Sergio Moro vive situação semelhante, ainda que em menor intensidade. Lidera com folga nas intenções de voto, mas também carrega uma rejeição elevada (27,6%), resultado da forte polarização que acompanha sua trajetória política. Em campanhas majoritárias, candidatos com altos índices de rejeição costumam enfrentar maior dificuldade para ampliar sua vantagem.

É justamente nesse cenário que Sandro Alex se diferencia.

Sua rejeição de apenas 5,3% é, entre os principais concorrentes, a mais baixa da pesquisa. Isso significa que, embora ainda tenha um percentual menor de intenção de voto, enfrenta pouca resistência do eleitorado. Em outras palavras, existe espaço para crescer à medida que sua candidatura se torne mais conhecida e a campanha ganhe intensidade.

Outro dado que merece atenção é o percentual de indecisos. Os 11,1% que ainda não escolheram um candidato representam um contingente suficientemente expressivo para alterar o equilíbrio da disputa nas próximas semanas. Historicamente, esse eleitor tende a observar o desempenho dos candidatos durante a campanha, os debates, o horário eleitoral e o apoio de lideranças políticas antes de tomar sua decisão.

Por isso, a fotografia apresentada pelo IRG vai além da liderança momentânea de Sergio Moro. Ela revela uma disputa em transformação.

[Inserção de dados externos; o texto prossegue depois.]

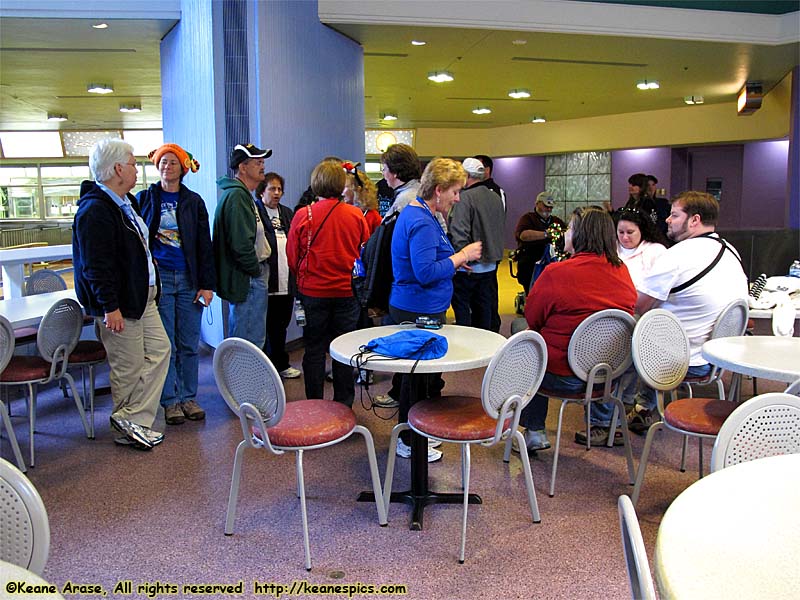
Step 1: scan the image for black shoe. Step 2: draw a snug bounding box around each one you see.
[575,426,625,446]
[111,415,153,450]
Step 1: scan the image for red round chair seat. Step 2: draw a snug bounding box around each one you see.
[408,396,510,440]
[0,356,50,383]
[69,340,107,364]
[253,400,356,448]
[664,398,736,435]
[536,386,603,400]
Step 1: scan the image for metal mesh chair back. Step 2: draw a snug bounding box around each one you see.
[711,393,800,471]
[0,459,50,574]
[617,496,656,600]
[711,298,750,339]
[567,309,635,382]
[481,331,547,419]
[633,308,690,391]
[25,269,67,296]
[214,338,286,427]
[0,315,14,373]
[36,298,83,362]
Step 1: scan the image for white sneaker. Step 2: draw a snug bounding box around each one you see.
[396,438,443,463]
[278,367,302,379]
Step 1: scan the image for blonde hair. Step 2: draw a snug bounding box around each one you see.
[349,171,378,210]
[418,157,467,200]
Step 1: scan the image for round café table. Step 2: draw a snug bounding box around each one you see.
[700,335,800,400]
[655,454,800,600]
[0,560,64,600]
[330,325,506,531]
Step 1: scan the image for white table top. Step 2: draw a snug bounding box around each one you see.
[701,335,800,383]
[0,290,77,329]
[330,325,506,373]
[0,560,64,600]
[655,454,800,600]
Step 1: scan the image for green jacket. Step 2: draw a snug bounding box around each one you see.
[214,177,261,302]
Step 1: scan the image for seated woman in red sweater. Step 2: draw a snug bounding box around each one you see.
[286,160,369,406]
[520,206,636,450]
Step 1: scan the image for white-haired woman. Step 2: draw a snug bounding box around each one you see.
[72,139,170,450]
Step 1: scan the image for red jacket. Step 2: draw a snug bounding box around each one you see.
[286,198,369,298]
[525,252,636,376]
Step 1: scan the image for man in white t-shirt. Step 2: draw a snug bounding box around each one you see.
[628,191,747,433]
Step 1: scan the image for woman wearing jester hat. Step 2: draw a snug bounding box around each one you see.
[137,144,217,425]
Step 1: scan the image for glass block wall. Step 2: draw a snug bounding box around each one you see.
[544,152,611,221]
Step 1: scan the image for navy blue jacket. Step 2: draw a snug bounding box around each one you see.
[72,181,160,319]
[136,183,217,291]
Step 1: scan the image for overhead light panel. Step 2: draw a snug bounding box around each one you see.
[428,71,455,83]
[86,83,114,94]
[636,79,661,90]
[736,81,763,116]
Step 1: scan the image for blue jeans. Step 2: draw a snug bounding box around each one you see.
[298,294,361,406]
[636,364,711,410]
[158,269,203,407]
[519,371,614,431]
[228,261,269,348]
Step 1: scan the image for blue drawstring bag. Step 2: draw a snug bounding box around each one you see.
[361,329,447,360]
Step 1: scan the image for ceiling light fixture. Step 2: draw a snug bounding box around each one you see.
[428,71,455,83]
[736,81,763,116]
[636,79,661,90]
[86,83,114,94]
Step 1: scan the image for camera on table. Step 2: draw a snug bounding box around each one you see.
[416,317,442,329]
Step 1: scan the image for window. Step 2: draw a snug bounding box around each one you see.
[544,152,611,221]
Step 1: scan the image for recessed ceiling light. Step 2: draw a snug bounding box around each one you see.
[86,83,114,94]
[508,88,531,100]
[428,71,455,83]
[636,79,661,90]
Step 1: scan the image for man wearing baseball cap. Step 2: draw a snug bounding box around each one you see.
[213,144,272,348]
[514,192,566,296]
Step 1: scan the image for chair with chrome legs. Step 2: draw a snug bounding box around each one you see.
[631,308,736,505]
[0,298,92,467]
[383,331,547,563]
[214,338,387,571]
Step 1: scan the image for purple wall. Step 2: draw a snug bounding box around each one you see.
[611,148,672,208]
[740,140,789,229]
[492,156,544,248]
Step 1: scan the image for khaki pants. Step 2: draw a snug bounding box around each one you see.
[95,286,170,427]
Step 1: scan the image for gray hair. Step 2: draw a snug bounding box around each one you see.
[89,138,133,183]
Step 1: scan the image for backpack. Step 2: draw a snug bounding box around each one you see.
[351,213,399,311]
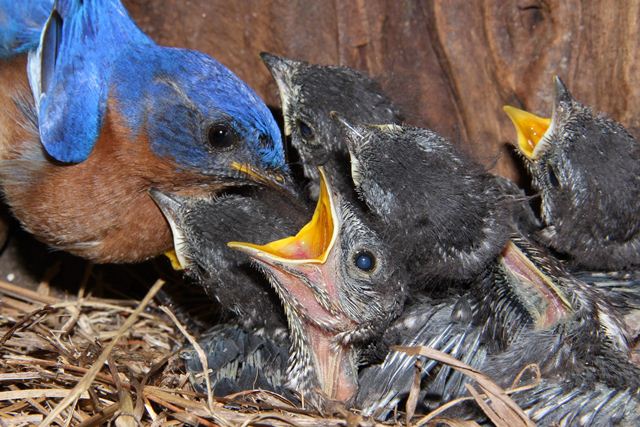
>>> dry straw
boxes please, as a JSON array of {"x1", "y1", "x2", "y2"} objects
[{"x1": 0, "y1": 281, "x2": 533, "y2": 427}]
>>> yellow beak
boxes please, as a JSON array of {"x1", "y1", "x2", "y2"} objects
[
  {"x1": 502, "y1": 105, "x2": 551, "y2": 160},
  {"x1": 227, "y1": 168, "x2": 337, "y2": 264}
]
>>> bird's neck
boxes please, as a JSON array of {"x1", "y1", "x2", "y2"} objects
[{"x1": 289, "y1": 322, "x2": 358, "y2": 409}]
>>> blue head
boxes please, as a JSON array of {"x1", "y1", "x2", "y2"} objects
[
  {"x1": 30, "y1": 0, "x2": 286, "y2": 181},
  {"x1": 109, "y1": 46, "x2": 285, "y2": 178}
]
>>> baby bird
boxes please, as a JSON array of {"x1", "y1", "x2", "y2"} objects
[
  {"x1": 0, "y1": 0, "x2": 286, "y2": 262},
  {"x1": 337, "y1": 118, "x2": 512, "y2": 283},
  {"x1": 340, "y1": 119, "x2": 639, "y2": 422},
  {"x1": 261, "y1": 52, "x2": 401, "y2": 200},
  {"x1": 151, "y1": 184, "x2": 311, "y2": 335},
  {"x1": 504, "y1": 77, "x2": 640, "y2": 270},
  {"x1": 229, "y1": 170, "x2": 405, "y2": 409}
]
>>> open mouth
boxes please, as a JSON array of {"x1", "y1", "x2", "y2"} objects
[
  {"x1": 228, "y1": 168, "x2": 358, "y2": 402},
  {"x1": 501, "y1": 242, "x2": 573, "y2": 329},
  {"x1": 228, "y1": 169, "x2": 337, "y2": 264},
  {"x1": 503, "y1": 105, "x2": 553, "y2": 160}
]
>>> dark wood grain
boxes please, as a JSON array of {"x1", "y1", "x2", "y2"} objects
[{"x1": 125, "y1": 0, "x2": 640, "y2": 178}]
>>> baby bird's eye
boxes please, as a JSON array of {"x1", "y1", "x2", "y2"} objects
[
  {"x1": 298, "y1": 120, "x2": 313, "y2": 140},
  {"x1": 207, "y1": 124, "x2": 238, "y2": 149},
  {"x1": 353, "y1": 251, "x2": 376, "y2": 271}
]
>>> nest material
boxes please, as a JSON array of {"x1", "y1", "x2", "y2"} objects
[{"x1": 0, "y1": 281, "x2": 533, "y2": 427}]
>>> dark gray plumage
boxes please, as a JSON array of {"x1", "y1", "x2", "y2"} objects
[
  {"x1": 356, "y1": 236, "x2": 640, "y2": 425},
  {"x1": 151, "y1": 188, "x2": 311, "y2": 329},
  {"x1": 230, "y1": 171, "x2": 405, "y2": 409},
  {"x1": 180, "y1": 323, "x2": 293, "y2": 398},
  {"x1": 342, "y1": 119, "x2": 638, "y2": 422},
  {"x1": 261, "y1": 53, "x2": 401, "y2": 199},
  {"x1": 505, "y1": 77, "x2": 640, "y2": 270},
  {"x1": 340, "y1": 118, "x2": 513, "y2": 283}
]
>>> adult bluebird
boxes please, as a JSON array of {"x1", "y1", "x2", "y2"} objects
[{"x1": 0, "y1": 0, "x2": 286, "y2": 262}]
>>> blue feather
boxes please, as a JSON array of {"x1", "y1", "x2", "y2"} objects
[
  {"x1": 0, "y1": 0, "x2": 53, "y2": 58},
  {"x1": 38, "y1": 0, "x2": 152, "y2": 163}
]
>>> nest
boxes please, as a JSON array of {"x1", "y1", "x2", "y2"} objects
[{"x1": 0, "y1": 274, "x2": 535, "y2": 427}]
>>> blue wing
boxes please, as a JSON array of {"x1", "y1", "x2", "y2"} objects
[
  {"x1": 0, "y1": 0, "x2": 53, "y2": 58},
  {"x1": 29, "y1": 0, "x2": 150, "y2": 163}
]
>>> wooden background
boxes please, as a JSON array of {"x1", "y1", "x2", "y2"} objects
[{"x1": 125, "y1": 0, "x2": 640, "y2": 182}]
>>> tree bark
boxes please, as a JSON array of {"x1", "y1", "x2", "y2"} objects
[{"x1": 125, "y1": 0, "x2": 640, "y2": 179}]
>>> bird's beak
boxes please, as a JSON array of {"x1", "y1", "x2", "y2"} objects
[
  {"x1": 149, "y1": 188, "x2": 189, "y2": 270},
  {"x1": 228, "y1": 169, "x2": 357, "y2": 401},
  {"x1": 500, "y1": 242, "x2": 573, "y2": 329},
  {"x1": 230, "y1": 162, "x2": 293, "y2": 192},
  {"x1": 503, "y1": 105, "x2": 551, "y2": 160}
]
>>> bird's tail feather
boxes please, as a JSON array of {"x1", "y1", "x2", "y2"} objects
[{"x1": 0, "y1": 0, "x2": 53, "y2": 58}]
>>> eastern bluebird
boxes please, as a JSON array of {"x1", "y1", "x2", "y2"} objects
[
  {"x1": 0, "y1": 0, "x2": 286, "y2": 262},
  {"x1": 229, "y1": 171, "x2": 405, "y2": 408},
  {"x1": 504, "y1": 77, "x2": 640, "y2": 270},
  {"x1": 260, "y1": 53, "x2": 402, "y2": 200}
]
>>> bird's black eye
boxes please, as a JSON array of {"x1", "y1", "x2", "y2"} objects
[
  {"x1": 298, "y1": 120, "x2": 313, "y2": 140},
  {"x1": 547, "y1": 166, "x2": 560, "y2": 188},
  {"x1": 354, "y1": 251, "x2": 376, "y2": 271},
  {"x1": 207, "y1": 124, "x2": 238, "y2": 149}
]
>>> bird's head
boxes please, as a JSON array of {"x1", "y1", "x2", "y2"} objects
[
  {"x1": 337, "y1": 117, "x2": 509, "y2": 280},
  {"x1": 110, "y1": 45, "x2": 287, "y2": 191},
  {"x1": 229, "y1": 171, "x2": 404, "y2": 407},
  {"x1": 505, "y1": 77, "x2": 640, "y2": 262},
  {"x1": 260, "y1": 52, "x2": 399, "y2": 180}
]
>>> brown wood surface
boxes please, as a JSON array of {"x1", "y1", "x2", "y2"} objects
[{"x1": 125, "y1": 0, "x2": 640, "y2": 182}]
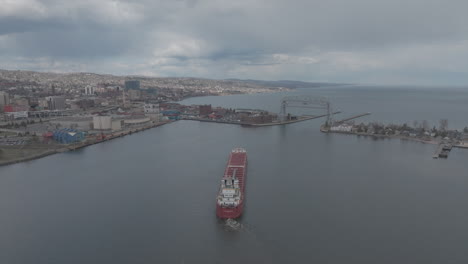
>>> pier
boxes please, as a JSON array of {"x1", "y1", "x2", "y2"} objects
[
  {"x1": 335, "y1": 112, "x2": 371, "y2": 124},
  {"x1": 432, "y1": 143, "x2": 453, "y2": 159}
]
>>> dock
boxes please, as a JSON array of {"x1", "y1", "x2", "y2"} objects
[
  {"x1": 432, "y1": 143, "x2": 453, "y2": 159},
  {"x1": 335, "y1": 112, "x2": 371, "y2": 124},
  {"x1": 183, "y1": 111, "x2": 341, "y2": 127}
]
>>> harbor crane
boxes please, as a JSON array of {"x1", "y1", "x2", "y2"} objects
[{"x1": 279, "y1": 95, "x2": 333, "y2": 124}]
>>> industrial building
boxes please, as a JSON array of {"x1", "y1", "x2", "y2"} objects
[
  {"x1": 128, "y1": 90, "x2": 141, "y2": 100},
  {"x1": 125, "y1": 80, "x2": 140, "y2": 90},
  {"x1": 85, "y1": 85, "x2": 96, "y2": 95},
  {"x1": 53, "y1": 128, "x2": 86, "y2": 144},
  {"x1": 50, "y1": 116, "x2": 92, "y2": 131},
  {"x1": 198, "y1": 105, "x2": 213, "y2": 116},
  {"x1": 46, "y1": 96, "x2": 66, "y2": 110}
]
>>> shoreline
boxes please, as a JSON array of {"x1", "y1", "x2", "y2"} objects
[
  {"x1": 320, "y1": 128, "x2": 442, "y2": 147},
  {"x1": 0, "y1": 121, "x2": 174, "y2": 167}
]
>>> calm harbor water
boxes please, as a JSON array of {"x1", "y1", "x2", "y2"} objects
[{"x1": 0, "y1": 86, "x2": 468, "y2": 264}]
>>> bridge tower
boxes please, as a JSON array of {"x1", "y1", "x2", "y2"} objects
[{"x1": 279, "y1": 95, "x2": 333, "y2": 124}]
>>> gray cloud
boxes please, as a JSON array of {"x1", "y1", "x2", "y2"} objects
[{"x1": 0, "y1": 0, "x2": 468, "y2": 84}]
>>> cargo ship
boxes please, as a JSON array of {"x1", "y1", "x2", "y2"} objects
[{"x1": 216, "y1": 148, "x2": 247, "y2": 219}]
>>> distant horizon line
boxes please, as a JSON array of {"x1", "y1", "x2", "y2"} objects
[{"x1": 0, "y1": 68, "x2": 468, "y2": 88}]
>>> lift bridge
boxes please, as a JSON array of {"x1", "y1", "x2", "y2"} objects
[{"x1": 279, "y1": 95, "x2": 333, "y2": 124}]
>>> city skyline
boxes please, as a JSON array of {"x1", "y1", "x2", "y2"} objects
[{"x1": 0, "y1": 0, "x2": 468, "y2": 85}]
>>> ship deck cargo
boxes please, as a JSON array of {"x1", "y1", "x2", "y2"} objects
[{"x1": 216, "y1": 148, "x2": 247, "y2": 219}]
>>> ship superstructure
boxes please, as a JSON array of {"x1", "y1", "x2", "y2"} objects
[{"x1": 216, "y1": 148, "x2": 247, "y2": 218}]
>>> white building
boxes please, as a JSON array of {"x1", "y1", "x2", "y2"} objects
[
  {"x1": 0, "y1": 92, "x2": 10, "y2": 106},
  {"x1": 143, "y1": 104, "x2": 161, "y2": 122},
  {"x1": 143, "y1": 104, "x2": 159, "y2": 114},
  {"x1": 93, "y1": 116, "x2": 112, "y2": 130},
  {"x1": 330, "y1": 124, "x2": 353, "y2": 132}
]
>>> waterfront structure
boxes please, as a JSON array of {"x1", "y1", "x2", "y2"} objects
[
  {"x1": 53, "y1": 128, "x2": 86, "y2": 144},
  {"x1": 85, "y1": 85, "x2": 96, "y2": 95},
  {"x1": 0, "y1": 92, "x2": 10, "y2": 109},
  {"x1": 50, "y1": 116, "x2": 93, "y2": 131},
  {"x1": 128, "y1": 90, "x2": 141, "y2": 100},
  {"x1": 124, "y1": 116, "x2": 151, "y2": 127},
  {"x1": 125, "y1": 80, "x2": 140, "y2": 90},
  {"x1": 216, "y1": 148, "x2": 247, "y2": 219},
  {"x1": 93, "y1": 116, "x2": 112, "y2": 130},
  {"x1": 198, "y1": 105, "x2": 213, "y2": 116},
  {"x1": 143, "y1": 104, "x2": 161, "y2": 122}
]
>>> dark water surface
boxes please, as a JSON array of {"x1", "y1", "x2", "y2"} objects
[{"x1": 0, "y1": 87, "x2": 468, "y2": 264}]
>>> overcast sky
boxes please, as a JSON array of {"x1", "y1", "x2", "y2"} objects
[{"x1": 0, "y1": 0, "x2": 468, "y2": 85}]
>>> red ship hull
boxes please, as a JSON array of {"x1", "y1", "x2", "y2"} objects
[
  {"x1": 216, "y1": 201, "x2": 244, "y2": 219},
  {"x1": 216, "y1": 150, "x2": 247, "y2": 219}
]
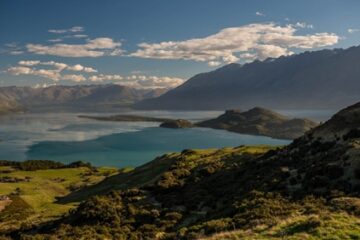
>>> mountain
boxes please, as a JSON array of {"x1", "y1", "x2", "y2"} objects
[
  {"x1": 196, "y1": 107, "x2": 317, "y2": 139},
  {"x1": 0, "y1": 84, "x2": 166, "y2": 111},
  {"x1": 136, "y1": 46, "x2": 360, "y2": 110},
  {"x1": 14, "y1": 103, "x2": 360, "y2": 240},
  {"x1": 0, "y1": 95, "x2": 24, "y2": 115}
]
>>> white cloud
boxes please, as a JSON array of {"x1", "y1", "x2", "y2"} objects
[
  {"x1": 32, "y1": 83, "x2": 56, "y2": 88},
  {"x1": 18, "y1": 61, "x2": 40, "y2": 66},
  {"x1": 348, "y1": 28, "x2": 360, "y2": 33},
  {"x1": 0, "y1": 42, "x2": 24, "y2": 55},
  {"x1": 89, "y1": 74, "x2": 124, "y2": 82},
  {"x1": 48, "y1": 38, "x2": 62, "y2": 42},
  {"x1": 290, "y1": 22, "x2": 314, "y2": 29},
  {"x1": 71, "y1": 34, "x2": 88, "y2": 38},
  {"x1": 6, "y1": 60, "x2": 97, "y2": 82},
  {"x1": 130, "y1": 23, "x2": 339, "y2": 66},
  {"x1": 48, "y1": 26, "x2": 84, "y2": 34},
  {"x1": 18, "y1": 60, "x2": 97, "y2": 73},
  {"x1": 9, "y1": 50, "x2": 24, "y2": 55},
  {"x1": 26, "y1": 37, "x2": 121, "y2": 57},
  {"x1": 89, "y1": 74, "x2": 185, "y2": 88},
  {"x1": 7, "y1": 66, "x2": 61, "y2": 81},
  {"x1": 62, "y1": 74, "x2": 86, "y2": 82}
]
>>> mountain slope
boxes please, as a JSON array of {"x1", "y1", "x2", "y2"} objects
[
  {"x1": 13, "y1": 103, "x2": 360, "y2": 239},
  {"x1": 137, "y1": 46, "x2": 360, "y2": 109},
  {"x1": 196, "y1": 107, "x2": 317, "y2": 139}
]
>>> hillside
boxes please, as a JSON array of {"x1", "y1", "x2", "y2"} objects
[
  {"x1": 0, "y1": 94, "x2": 24, "y2": 115},
  {"x1": 196, "y1": 107, "x2": 317, "y2": 139},
  {"x1": 0, "y1": 84, "x2": 166, "y2": 111},
  {"x1": 136, "y1": 46, "x2": 360, "y2": 110},
  {"x1": 7, "y1": 103, "x2": 360, "y2": 240},
  {"x1": 0, "y1": 160, "x2": 118, "y2": 233}
]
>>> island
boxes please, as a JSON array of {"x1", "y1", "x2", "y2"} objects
[
  {"x1": 196, "y1": 107, "x2": 318, "y2": 139},
  {"x1": 79, "y1": 107, "x2": 318, "y2": 139}
]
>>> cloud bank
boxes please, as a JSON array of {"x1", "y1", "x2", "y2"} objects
[
  {"x1": 130, "y1": 23, "x2": 340, "y2": 66},
  {"x1": 6, "y1": 60, "x2": 185, "y2": 88},
  {"x1": 26, "y1": 37, "x2": 123, "y2": 57}
]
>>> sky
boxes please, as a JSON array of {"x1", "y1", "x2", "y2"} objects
[{"x1": 0, "y1": 0, "x2": 360, "y2": 88}]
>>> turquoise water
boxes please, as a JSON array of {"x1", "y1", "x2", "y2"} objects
[
  {"x1": 0, "y1": 110, "x2": 332, "y2": 167},
  {"x1": 27, "y1": 127, "x2": 289, "y2": 167}
]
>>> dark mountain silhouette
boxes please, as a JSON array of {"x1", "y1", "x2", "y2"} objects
[
  {"x1": 196, "y1": 107, "x2": 317, "y2": 139},
  {"x1": 136, "y1": 46, "x2": 360, "y2": 109},
  {"x1": 13, "y1": 103, "x2": 360, "y2": 240}
]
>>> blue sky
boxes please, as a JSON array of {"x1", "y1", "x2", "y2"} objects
[{"x1": 0, "y1": 0, "x2": 360, "y2": 87}]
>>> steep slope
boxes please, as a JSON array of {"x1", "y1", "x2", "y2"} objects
[
  {"x1": 196, "y1": 107, "x2": 317, "y2": 139},
  {"x1": 137, "y1": 47, "x2": 360, "y2": 109},
  {"x1": 0, "y1": 95, "x2": 24, "y2": 115},
  {"x1": 12, "y1": 103, "x2": 360, "y2": 239}
]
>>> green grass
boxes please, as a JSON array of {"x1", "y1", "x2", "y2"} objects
[
  {"x1": 203, "y1": 212, "x2": 360, "y2": 240},
  {"x1": 0, "y1": 167, "x2": 117, "y2": 230},
  {"x1": 60, "y1": 145, "x2": 276, "y2": 203}
]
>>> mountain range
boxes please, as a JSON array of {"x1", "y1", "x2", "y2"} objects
[
  {"x1": 9, "y1": 100, "x2": 360, "y2": 240},
  {"x1": 136, "y1": 46, "x2": 360, "y2": 110},
  {"x1": 196, "y1": 107, "x2": 317, "y2": 139},
  {"x1": 0, "y1": 84, "x2": 166, "y2": 112}
]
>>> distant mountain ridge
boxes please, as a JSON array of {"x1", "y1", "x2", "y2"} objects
[
  {"x1": 136, "y1": 46, "x2": 360, "y2": 110},
  {"x1": 0, "y1": 84, "x2": 166, "y2": 112}
]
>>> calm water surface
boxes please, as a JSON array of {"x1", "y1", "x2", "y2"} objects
[{"x1": 0, "y1": 110, "x2": 333, "y2": 167}]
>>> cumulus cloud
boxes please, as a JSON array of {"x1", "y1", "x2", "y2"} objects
[
  {"x1": 6, "y1": 60, "x2": 97, "y2": 82},
  {"x1": 62, "y1": 74, "x2": 86, "y2": 82},
  {"x1": 348, "y1": 28, "x2": 360, "y2": 33},
  {"x1": 26, "y1": 37, "x2": 121, "y2": 57},
  {"x1": 6, "y1": 60, "x2": 185, "y2": 88},
  {"x1": 48, "y1": 38, "x2": 63, "y2": 42},
  {"x1": 18, "y1": 60, "x2": 97, "y2": 73},
  {"x1": 290, "y1": 22, "x2": 314, "y2": 29},
  {"x1": 7, "y1": 66, "x2": 61, "y2": 81},
  {"x1": 0, "y1": 42, "x2": 24, "y2": 55},
  {"x1": 89, "y1": 74, "x2": 124, "y2": 82},
  {"x1": 48, "y1": 26, "x2": 84, "y2": 34},
  {"x1": 89, "y1": 74, "x2": 185, "y2": 88},
  {"x1": 130, "y1": 23, "x2": 339, "y2": 66}
]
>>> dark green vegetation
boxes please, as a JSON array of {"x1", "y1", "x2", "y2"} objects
[
  {"x1": 136, "y1": 46, "x2": 360, "y2": 110},
  {"x1": 79, "y1": 115, "x2": 172, "y2": 122},
  {"x1": 160, "y1": 119, "x2": 194, "y2": 128},
  {"x1": 196, "y1": 107, "x2": 317, "y2": 139},
  {"x1": 0, "y1": 84, "x2": 166, "y2": 114},
  {"x1": 0, "y1": 160, "x2": 118, "y2": 233},
  {"x1": 79, "y1": 107, "x2": 318, "y2": 139},
  {"x1": 0, "y1": 160, "x2": 95, "y2": 171},
  {"x1": 3, "y1": 103, "x2": 360, "y2": 239}
]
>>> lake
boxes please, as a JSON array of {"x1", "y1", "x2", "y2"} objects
[{"x1": 0, "y1": 110, "x2": 333, "y2": 167}]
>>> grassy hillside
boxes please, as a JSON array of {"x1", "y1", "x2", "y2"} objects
[
  {"x1": 4, "y1": 103, "x2": 360, "y2": 240},
  {"x1": 0, "y1": 166, "x2": 117, "y2": 231}
]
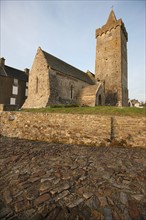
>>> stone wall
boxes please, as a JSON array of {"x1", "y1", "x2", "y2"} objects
[
  {"x1": 48, "y1": 69, "x2": 89, "y2": 105},
  {"x1": 0, "y1": 112, "x2": 146, "y2": 147},
  {"x1": 23, "y1": 48, "x2": 50, "y2": 108},
  {"x1": 95, "y1": 14, "x2": 128, "y2": 106}
]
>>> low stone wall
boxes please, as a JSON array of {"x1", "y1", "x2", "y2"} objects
[{"x1": 0, "y1": 112, "x2": 146, "y2": 148}]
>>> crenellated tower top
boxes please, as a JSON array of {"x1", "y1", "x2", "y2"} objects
[{"x1": 95, "y1": 9, "x2": 128, "y2": 41}]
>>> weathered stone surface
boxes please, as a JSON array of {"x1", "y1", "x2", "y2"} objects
[
  {"x1": 95, "y1": 11, "x2": 128, "y2": 106},
  {"x1": 0, "y1": 112, "x2": 146, "y2": 148}
]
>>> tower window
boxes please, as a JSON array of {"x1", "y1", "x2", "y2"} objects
[{"x1": 70, "y1": 85, "x2": 73, "y2": 99}]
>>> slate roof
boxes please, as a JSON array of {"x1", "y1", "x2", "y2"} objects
[
  {"x1": 42, "y1": 50, "x2": 94, "y2": 84},
  {"x1": 0, "y1": 65, "x2": 28, "y2": 82}
]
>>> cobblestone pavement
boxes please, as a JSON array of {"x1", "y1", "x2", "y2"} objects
[{"x1": 0, "y1": 138, "x2": 146, "y2": 220}]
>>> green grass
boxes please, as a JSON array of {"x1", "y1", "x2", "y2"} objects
[{"x1": 21, "y1": 106, "x2": 146, "y2": 117}]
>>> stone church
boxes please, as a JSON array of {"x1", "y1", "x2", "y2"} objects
[{"x1": 23, "y1": 10, "x2": 128, "y2": 108}]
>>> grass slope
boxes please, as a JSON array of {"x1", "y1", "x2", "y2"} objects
[{"x1": 21, "y1": 106, "x2": 146, "y2": 117}]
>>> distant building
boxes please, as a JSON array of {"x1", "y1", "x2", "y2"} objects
[{"x1": 0, "y1": 58, "x2": 29, "y2": 108}]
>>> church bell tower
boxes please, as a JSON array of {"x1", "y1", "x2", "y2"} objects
[{"x1": 95, "y1": 10, "x2": 128, "y2": 106}]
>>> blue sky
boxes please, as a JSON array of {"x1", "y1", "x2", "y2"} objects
[{"x1": 0, "y1": 0, "x2": 146, "y2": 101}]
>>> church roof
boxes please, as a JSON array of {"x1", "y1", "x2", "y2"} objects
[
  {"x1": 42, "y1": 50, "x2": 94, "y2": 84},
  {"x1": 0, "y1": 65, "x2": 28, "y2": 82},
  {"x1": 106, "y1": 10, "x2": 117, "y2": 24}
]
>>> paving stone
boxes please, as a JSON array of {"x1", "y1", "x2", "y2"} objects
[
  {"x1": 0, "y1": 208, "x2": 13, "y2": 219},
  {"x1": 83, "y1": 192, "x2": 93, "y2": 199}
]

Enquanto Moro continua como favorito neste momento e Requião Filho mantém a segunda colocação, Sandro Alex demonstra evolução consistente, impulsionado pelo grupo político do governo estadual e beneficiado por um ativo eleitoral cada vez mais importante: a baixa rejeição.

Em eleições majoritárias, não basta apenas começar na frente. É preciso manter capacidade de crescimento durante toda a campanha. Sob esse aspecto, a pesquisa Bem Paraná/IRG indica que Sandro Alex pode ser um dos candidatos com maior potencial de expansão nos próximos meses, especialmente se conseguir converter a força política do governo Ratinho Junior em maior conhecimento junto ao eleitorado paranaense.